We begin with ‘bulldust’, or just ‘bull’. The American humorist Mark Twain was greatly impressed with the Australian ability to generate ‘the most beautiful lies’ when he visited in the 1890s. He was a man who told more than a few tall stories of his own and so was well qualified to judge. Whether Australians enjoy a good lie more than other nations is a debatable point, but we have an impressive repertoire of ‘bullshit’, and it is not all slung in Canberra! The country has been blessed with some prodigious liars and you will find some of their greatest works here.
Australian humour is also populated with an amazing array of quirky ‘characters’. They range through the funny, the cranky, the weird and the wonderful.
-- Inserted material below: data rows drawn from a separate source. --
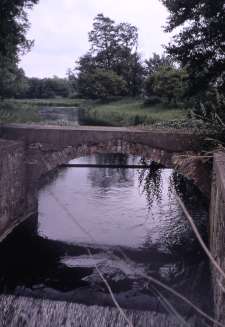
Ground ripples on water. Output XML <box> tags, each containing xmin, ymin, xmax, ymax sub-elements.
<box><xmin>0</xmin><ymin>154</ymin><xmax>211</xmax><ymax>322</ymax></box>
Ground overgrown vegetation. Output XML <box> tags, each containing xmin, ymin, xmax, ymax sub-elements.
<box><xmin>80</xmin><ymin>98</ymin><xmax>186</xmax><ymax>127</ymax></box>
<box><xmin>0</xmin><ymin>0</ymin><xmax>225</xmax><ymax>130</ymax></box>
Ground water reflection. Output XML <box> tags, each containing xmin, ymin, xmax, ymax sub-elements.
<box><xmin>139</xmin><ymin>158</ymin><xmax>162</xmax><ymax>210</ymax></box>
<box><xmin>0</xmin><ymin>154</ymin><xmax>211</xmax><ymax>326</ymax></box>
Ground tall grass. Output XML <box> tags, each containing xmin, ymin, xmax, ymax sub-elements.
<box><xmin>80</xmin><ymin>99</ymin><xmax>186</xmax><ymax>126</ymax></box>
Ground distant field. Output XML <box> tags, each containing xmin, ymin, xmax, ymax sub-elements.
<box><xmin>80</xmin><ymin>99</ymin><xmax>186</xmax><ymax>126</ymax></box>
<box><xmin>0</xmin><ymin>99</ymin><xmax>188</xmax><ymax>128</ymax></box>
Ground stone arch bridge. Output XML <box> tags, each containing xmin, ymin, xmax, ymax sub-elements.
<box><xmin>0</xmin><ymin>124</ymin><xmax>210</xmax><ymax>242</ymax></box>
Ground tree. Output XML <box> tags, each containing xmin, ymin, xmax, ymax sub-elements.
<box><xmin>0</xmin><ymin>0</ymin><xmax>38</xmax><ymax>98</ymax></box>
<box><xmin>78</xmin><ymin>68</ymin><xmax>127</xmax><ymax>100</ymax></box>
<box><xmin>146</xmin><ymin>66</ymin><xmax>188</xmax><ymax>105</ymax></box>
<box><xmin>74</xmin><ymin>14</ymin><xmax>143</xmax><ymax>96</ymax></box>
<box><xmin>162</xmin><ymin>0</ymin><xmax>225</xmax><ymax>95</ymax></box>
<box><xmin>145</xmin><ymin>53</ymin><xmax>174</xmax><ymax>76</ymax></box>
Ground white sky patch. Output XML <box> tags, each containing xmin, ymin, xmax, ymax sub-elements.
<box><xmin>21</xmin><ymin>0</ymin><xmax>170</xmax><ymax>77</ymax></box>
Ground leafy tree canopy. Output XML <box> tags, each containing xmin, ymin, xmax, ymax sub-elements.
<box><xmin>78</xmin><ymin>68</ymin><xmax>127</xmax><ymax>100</ymax></box>
<box><xmin>0</xmin><ymin>0</ymin><xmax>38</xmax><ymax>99</ymax></box>
<box><xmin>74</xmin><ymin>14</ymin><xmax>143</xmax><ymax>96</ymax></box>
<box><xmin>162</xmin><ymin>0</ymin><xmax>225</xmax><ymax>94</ymax></box>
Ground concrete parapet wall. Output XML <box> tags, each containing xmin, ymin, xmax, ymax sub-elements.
<box><xmin>2</xmin><ymin>124</ymin><xmax>207</xmax><ymax>152</ymax></box>
<box><xmin>210</xmin><ymin>153</ymin><xmax>225</xmax><ymax>326</ymax></box>
<box><xmin>0</xmin><ymin>139</ymin><xmax>34</xmax><ymax>239</ymax></box>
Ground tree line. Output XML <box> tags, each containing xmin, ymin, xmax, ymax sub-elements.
<box><xmin>0</xmin><ymin>0</ymin><xmax>225</xmax><ymax>121</ymax></box>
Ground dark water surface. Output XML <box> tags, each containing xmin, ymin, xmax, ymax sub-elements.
<box><xmin>0</xmin><ymin>154</ymin><xmax>212</xmax><ymax>326</ymax></box>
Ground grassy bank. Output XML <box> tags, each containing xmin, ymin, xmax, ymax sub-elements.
<box><xmin>80</xmin><ymin>99</ymin><xmax>186</xmax><ymax>126</ymax></box>
<box><xmin>0</xmin><ymin>99</ymin><xmax>189</xmax><ymax>128</ymax></box>
<box><xmin>8</xmin><ymin>98</ymin><xmax>85</xmax><ymax>107</ymax></box>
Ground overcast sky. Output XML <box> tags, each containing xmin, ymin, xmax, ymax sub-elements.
<box><xmin>21</xmin><ymin>0</ymin><xmax>169</xmax><ymax>77</ymax></box>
Some are mythical, like Sandy the shearer. When told that some lambs were for sale at five shillings each, Sandy complained bitterly that this was far too expensive. When the seller said that he could have them for three pounds a dozen, Sandy was overjoyed and bought the lot.
The intelligence-challenged Drongo is another, hopefully, imagined character of this kind. But other figures, like Bea Miles, actually existed and brightened things up for years with her crazy antics. Memorable eccentrics of all kinds, they are a staple of our folklore.
Another type of identity is the hard case. These types are often battlers, like the cocky farmer or the swaggie, though skinflint tycoons like the miserly grazier ‘Hungry’ Tyson are not unknown. They may also be stupendous whingers or ratbags, like the bloke who swapped his wife for a billy and a pup because the dog was an extra good one. Whoever they are, real or fictional, they demonstrate the very angular Australian sense of humour, with its sharp elbows and shouldering, four-square attitude. Tough customers all, their doings have delighted us throughout our history and still raise a laugh today.
One of the distinctive elements of Australian humour revolves around the character of the ‘Digger’, the idealised soldier of the Anzac tradition. While most Digger jokes and japes take place on active duty, they follow the style of bush humour and reflect the biases as well as the delights of the Aussie at war. Digger humour reflects the famous larrikinism and anti-authoritarianism of the Anzacs, from Gallipoli and onwards.
If most of us have to work for a living, we might as well have a laugh about it as often as possible. And we do. Whatever the trade, occupation or profession, there is no shortage of humour about working life, whether we earn our daily crust in the bush, in an office, in a factory or anywhere else. Some yarns and jokes are peculiar to certain industries, trades or workplaces, others are immediately understandable to outsiders. These may be told, suitably adapted, in other industries, like the yarn about the employee who is supposed to keep the workplace clean and tidy. When the boss makes an inspection, he finds the place in a mess and the surfaces thick with dust. He berates the worker, saying, ‘The dust on that table is so thick I could write my name in it.’ The worker agrees, replying, ‘But then, you’re an educated man.’